We use Cython to create a C function ``mn_dump`` to pass to MultiNest but use Python's ``h5py`` module to handle the HDF5 file. We also create a numpy array wrapper around the memory without copying the values.

In [None]:
%%cython

import h5py

# ...

cdef void mn_dump(int *n_samples, int *n_live, int *n_params,
            double **phys_live, double **posterior, double **param_constr,
            double *max_loglike, double *lnZ, double *ins_lnZ,
            double *lnZ_err, void *context):
    # ...
    with h5py.File(dumper.store_name, 'a') as hdf:
        group = hdf.create_group(dumper.group_name)
        # nested sampling attributes:
        group.attrs['n_samples']      = n_samples[0]
        group.attrs['n_live']         = n_live[0]
        group.attrs['n_params']       = n_params[0]
        # ...
        # posterior samples
        post_shape = (n_samples[0], n_params[0]+2)
        post_arr = mn_dptr_to_ndarray(posterior, post_shape)
        group.create_dataset('posteriors', data=post_arr)
        group.create_dataset('marginals', data=dumper.calc_marginals(post_arr))
        # ...

## Using Cython in libraries
One of Cython's primary difficulties is that it requires a build system (a ``setup.py`` with ``distutils`` commands), and most Python modules are single file scripts.
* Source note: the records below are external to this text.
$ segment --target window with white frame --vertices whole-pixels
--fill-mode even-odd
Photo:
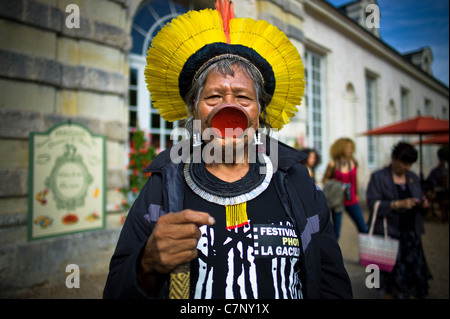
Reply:
[[[308,144],[319,154],[323,150],[323,74],[324,58],[312,51],[305,52],[305,105],[308,113],[306,131]]]
[[[156,33],[167,22],[187,11],[187,8],[172,0],[151,0],[144,1],[133,18],[129,82],[130,139],[133,129],[139,127],[151,134],[151,144],[159,150],[173,144],[170,133],[177,123],[164,121],[152,107],[144,76],[147,51]]]
[[[372,75],[366,74],[366,121],[367,130],[376,125],[377,81]],[[375,165],[375,140],[373,136],[367,137],[367,162],[369,166]]]

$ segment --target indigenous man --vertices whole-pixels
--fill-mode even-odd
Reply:
[[[286,35],[217,1],[155,36],[146,79],[153,105],[187,119],[190,138],[146,168],[104,297],[351,298],[304,155],[261,134],[288,123],[303,95]]]

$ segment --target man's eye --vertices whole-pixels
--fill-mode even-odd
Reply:
[[[246,95],[238,95],[236,96],[236,102],[242,106],[249,106],[252,104],[253,99]]]

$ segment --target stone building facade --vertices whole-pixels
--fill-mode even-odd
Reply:
[[[28,141],[30,132],[69,120],[104,135],[112,211],[115,188],[127,183],[131,17],[129,1],[0,1],[2,296],[64,282],[67,264],[82,274],[107,266],[117,240],[114,216],[103,231],[27,242]]]
[[[125,213],[116,189],[127,185],[129,131],[139,126],[164,148],[173,128],[150,107],[146,46],[176,15],[212,6],[212,0],[0,0],[0,297],[63,285],[68,264],[85,277],[107,270]],[[278,26],[305,63],[307,96],[280,133],[289,144],[301,140],[326,153],[335,138],[356,138],[367,127],[366,78],[377,79],[376,125],[415,114],[404,106],[402,115],[401,92],[409,92],[410,102],[431,101],[428,109],[420,106],[424,114],[448,117],[448,87],[323,0],[238,0],[235,11]],[[28,242],[29,133],[67,121],[106,137],[106,228]],[[366,163],[367,141],[357,142],[358,160]],[[363,168],[370,172],[383,161]],[[362,174],[364,185],[368,173]]]
[[[306,69],[308,63],[311,69],[311,59],[314,60],[316,77],[320,77],[307,77],[307,83],[314,83],[320,94],[312,92],[310,85],[307,95],[313,96],[316,104],[307,103],[305,107],[305,123],[320,131],[320,138],[311,128],[306,134],[309,146],[323,155],[317,175],[320,180],[334,140],[352,138],[360,164],[361,200],[373,170],[389,164],[391,147],[400,140],[414,143],[419,139],[402,135],[367,137],[361,133],[418,114],[449,117],[448,86],[432,75],[430,49],[402,55],[383,42],[379,32],[373,30],[377,25],[373,5],[377,1],[351,1],[341,8],[326,1],[303,1]],[[383,13],[380,14],[382,28]],[[315,121],[314,114],[320,120]],[[438,147],[423,147],[425,177],[438,162]],[[419,161],[412,169],[419,172]]]

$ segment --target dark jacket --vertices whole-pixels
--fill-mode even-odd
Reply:
[[[305,298],[352,298],[350,279],[330,222],[323,192],[300,164],[302,153],[278,144],[276,190],[291,221],[301,234]],[[146,169],[152,175],[131,208],[111,259],[104,298],[146,298],[138,287],[136,269],[141,252],[159,216],[184,209],[183,162],[170,159],[170,149],[159,154]],[[167,277],[168,279],[168,277]],[[168,280],[159,297],[168,296]]]
[[[411,171],[406,173],[406,181],[412,197],[422,200],[423,192],[420,184],[419,177]],[[392,167],[387,166],[378,171],[372,173],[369,181],[369,185],[366,190],[367,206],[370,210],[370,216],[368,219],[368,227],[372,220],[373,207],[377,200],[380,201],[378,208],[377,219],[375,221],[374,233],[383,234],[383,217],[387,217],[388,235],[399,238],[400,237],[400,214],[392,211],[390,208],[391,201],[399,199],[397,189],[392,177]],[[415,231],[418,235],[425,233],[423,226],[423,215],[421,213],[416,214],[415,219]]]

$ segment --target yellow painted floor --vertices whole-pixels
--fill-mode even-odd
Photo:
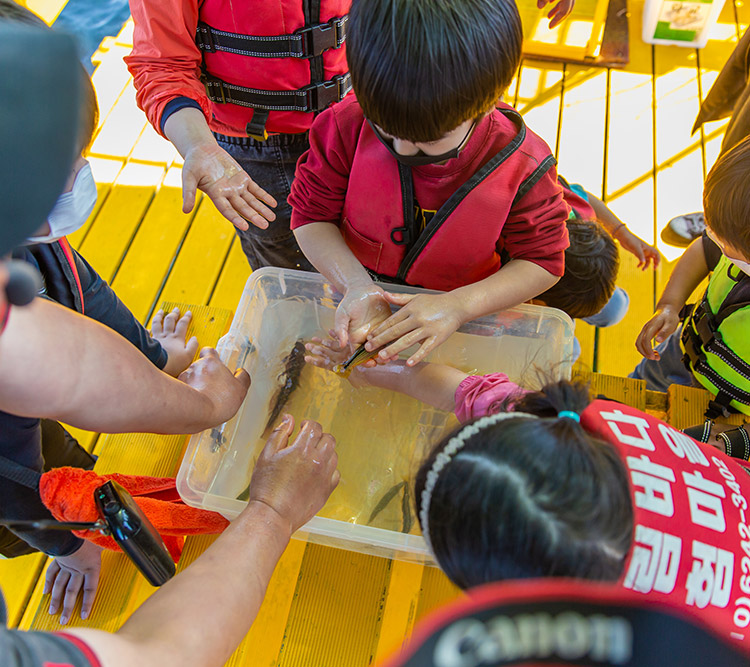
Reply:
[[[51,21],[61,0],[28,0]],[[604,199],[649,242],[669,218],[701,208],[702,181],[718,154],[723,123],[690,136],[702,96],[750,22],[742,0],[729,0],[705,49],[644,44],[642,3],[630,4],[630,64],[622,70],[525,60],[507,101],[550,145],[559,171]],[[231,318],[250,273],[231,225],[207,198],[181,213],[180,159],[136,108],[122,62],[132,26],[107,38],[95,56],[101,125],[91,163],[99,203],[71,237],[143,322],[164,301],[191,304],[195,331],[212,344]],[[678,251],[662,247],[674,260]],[[634,339],[652,313],[671,265],[640,272],[622,256],[619,284],[630,312],[610,329],[578,325],[581,368],[629,404],[666,415],[678,427],[699,421],[705,394],[667,397],[616,376],[638,361]],[[204,308],[196,308],[204,306]],[[173,474],[184,438],[97,436],[76,431],[99,454],[98,470]],[[124,446],[126,445],[126,446]],[[210,538],[188,541],[181,567]],[[10,620],[22,628],[55,629],[41,595],[42,556],[0,562]],[[104,559],[102,588],[87,625],[114,630],[153,589],[119,555]],[[228,664],[359,667],[398,647],[415,621],[456,590],[433,568],[293,541],[276,571],[253,629]],[[80,619],[74,621],[80,624]]]

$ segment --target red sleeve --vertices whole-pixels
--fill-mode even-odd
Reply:
[[[81,653],[83,653],[85,659],[88,660],[90,667],[102,667],[102,663],[99,662],[96,653],[94,653],[94,651],[91,650],[91,647],[80,637],[68,634],[67,632],[55,632],[53,634],[55,637],[61,637],[73,644]]]
[[[287,198],[291,228],[341,221],[363,117],[354,97],[321,113],[310,128],[310,149],[297,162]]]
[[[509,398],[525,393],[526,389],[511,382],[505,373],[470,375],[456,389],[456,417],[465,424],[473,419],[495,414]]]
[[[513,259],[525,259],[555,276],[565,272],[568,207],[554,165],[511,208],[502,243]]]
[[[195,45],[197,0],[130,0],[133,50],[125,57],[136,102],[161,134],[161,114],[175,97],[189,97],[210,120],[209,99],[200,82],[201,53]]]

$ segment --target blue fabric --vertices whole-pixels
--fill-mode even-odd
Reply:
[[[575,192],[583,201],[589,200],[589,193],[586,192],[578,183],[568,183],[571,191]]]
[[[595,315],[584,317],[583,321],[595,327],[611,327],[622,320],[628,312],[630,297],[622,287],[615,287],[609,301]]]
[[[656,351],[659,353],[657,361],[643,359],[628,377],[645,380],[646,389],[651,391],[667,391],[669,385],[672,384],[694,386],[696,382],[693,374],[682,363],[680,334],[682,334],[682,326],[657,346]]]
[[[279,266],[315,271],[289,228],[292,208],[287,203],[297,160],[309,148],[307,133],[273,134],[265,141],[215,136],[219,146],[278,202],[274,209],[276,220],[267,229],[251,224],[246,231],[236,230],[250,266],[254,270],[262,266]]]
[[[164,111],[161,112],[161,120],[159,121],[159,127],[161,128],[161,131],[164,132],[164,123],[167,122],[167,118],[169,118],[176,111],[187,108],[198,109],[199,111],[202,111],[201,105],[198,104],[198,102],[196,102],[192,97],[175,97],[173,100],[169,100],[169,102],[167,102],[164,107]]]

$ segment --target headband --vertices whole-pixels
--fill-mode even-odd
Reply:
[[[432,550],[432,543],[430,542],[430,531],[427,525],[427,517],[430,514],[430,500],[432,498],[432,492],[437,484],[438,475],[445,466],[447,466],[451,459],[463,449],[466,441],[475,436],[480,431],[484,430],[488,426],[492,426],[497,422],[503,421],[504,419],[511,419],[513,417],[528,417],[530,419],[539,419],[537,415],[529,414],[528,412],[498,412],[494,415],[487,415],[477,421],[467,424],[462,428],[456,435],[454,435],[448,444],[443,447],[443,450],[435,457],[432,462],[432,467],[427,473],[427,477],[424,482],[424,489],[422,489],[422,508],[419,511],[419,521],[422,524],[422,537],[427,543],[427,548],[431,553],[435,553]]]

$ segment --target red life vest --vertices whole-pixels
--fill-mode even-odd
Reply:
[[[204,82],[212,100],[214,117],[237,128],[238,135],[248,133],[247,124],[256,115],[256,109],[268,111],[267,120],[260,125],[268,132],[295,133],[305,132],[313,121],[313,113],[290,109],[299,106],[290,105],[289,96],[274,97],[274,91],[298,91],[294,99],[299,104],[310,103],[320,109],[330,102],[338,101],[351,89],[348,83],[346,53],[343,45],[335,47],[336,34],[343,39],[345,34],[346,13],[351,0],[321,0],[320,16],[305,21],[307,0],[280,0],[279,2],[231,2],[230,0],[206,0],[200,7],[197,43],[203,52]],[[335,19],[341,19],[336,21]],[[316,29],[304,31],[305,25],[327,24]],[[211,30],[213,29],[213,30]],[[297,31],[307,34],[295,44],[309,46],[312,52],[319,51],[321,44],[331,44],[331,48],[313,57],[284,57],[282,54],[269,57],[267,53],[254,57],[237,53],[232,49],[232,36],[270,36],[273,39],[256,45],[283,43],[289,45],[287,36]],[[321,37],[323,35],[323,37]],[[223,45],[217,47],[217,43]],[[214,43],[216,42],[216,43]],[[313,44],[317,42],[317,44]],[[254,48],[253,43],[243,47]],[[313,46],[317,48],[313,49]],[[258,46],[260,50],[260,46]],[[230,50],[224,50],[230,49]],[[234,52],[233,52],[234,51]],[[219,85],[220,80],[224,85]],[[315,84],[319,84],[317,87]],[[233,86],[253,89],[264,100],[255,104],[256,109],[242,101],[242,94]],[[303,92],[300,89],[308,90]],[[232,95],[236,96],[233,100]],[[225,102],[222,102],[222,98]],[[261,115],[261,114],[258,114]],[[265,115],[265,114],[263,114]],[[256,118],[256,121],[258,119]],[[261,132],[262,133],[262,130]]]
[[[414,232],[408,251],[405,239],[414,220],[411,170],[399,165],[363,122],[341,222],[344,239],[363,266],[385,280],[445,291],[497,272],[510,209],[555,159],[514,109],[503,105],[492,113],[514,124],[511,140],[488,156],[424,230]]]
[[[613,401],[582,426],[610,442],[629,472],[633,546],[622,585],[684,605],[727,638],[750,638],[750,476],[710,445]]]

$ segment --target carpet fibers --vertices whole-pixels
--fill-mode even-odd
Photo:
If you have a build system in place, then it is quite easy, but even without one, simple Cython modules can be used with ``pyximport``.

In [None]:
# file `mylib.pyx` is in the same directory

import pyximport
pyximport.install()
# ^ this cythonizes the `.pyx` into `.c`, compiles the C code,
# and creates a shared object `.so` library in the current directory
# that may be imported by Python.

import mylib
from mylib import my_other_func

print(mylib.my_compiled_func(2))

## Concluding remarks
Cython is a versatile and mature tool for numeric computing in Python. It is straight forward to learn if you know Python and can be used to interface with existing C/C++ as well as write new high-performance code in a simpler to maintain language.